Geopolymers have emerged as an alternative binding material to Ordinary Portland Cement (OPC). Recently, there has been an increase in studies exploring the synthesis of these materials using acid activation rather than traditional alkaline activation. This approach offers benefits such as good strength at an early age, better thermal properties, and a chemical activator that emits less carbon to be produced. In addition, it provides resistance to efflorescence and leaching, which are common challenges associated with alkali-activated products. This work analyzed the scientific advances in acid activation in synthesizing an alternative binder to OPC. To this end, a systematic review of the last five years of scientific literature was carried out using the Systematic Review for Engineering and Experiments (SREE) method.
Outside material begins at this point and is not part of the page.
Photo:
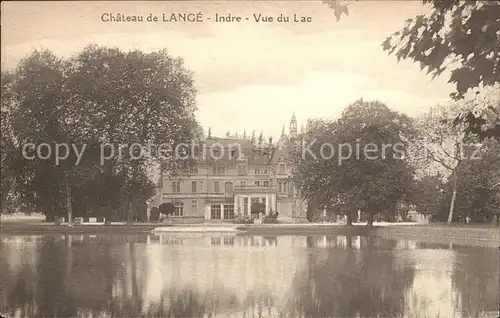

The results show a notable increase in research focused on acid activation over the last few years. The acid activators were always phosphate solutions, mainly phosphoric acid. Metakaolin was the most tested precursor, followed by fly ash, and volcanic ash. The research requires improvements in the methodological quality, providing data on molar ratios (Al/P, Si/Al, and Si/P), Liquid/Solid mass ratio, activator solution molarity, and curing process, in addition to statistical treatment and comparison of results. There exists a paucity of diversity in the examined precursors, activators, and additives. Future research developments need to clarify the behavior of mechanical resistance over time, better curing process, water resistance, durability, and the role of iron, magnesium, and calcium silicates and/or oxides. The paper identifies the main research gaps in the area and functions as a database, guiding researchers in selecting raw materials, dosing methodology, and curing processes.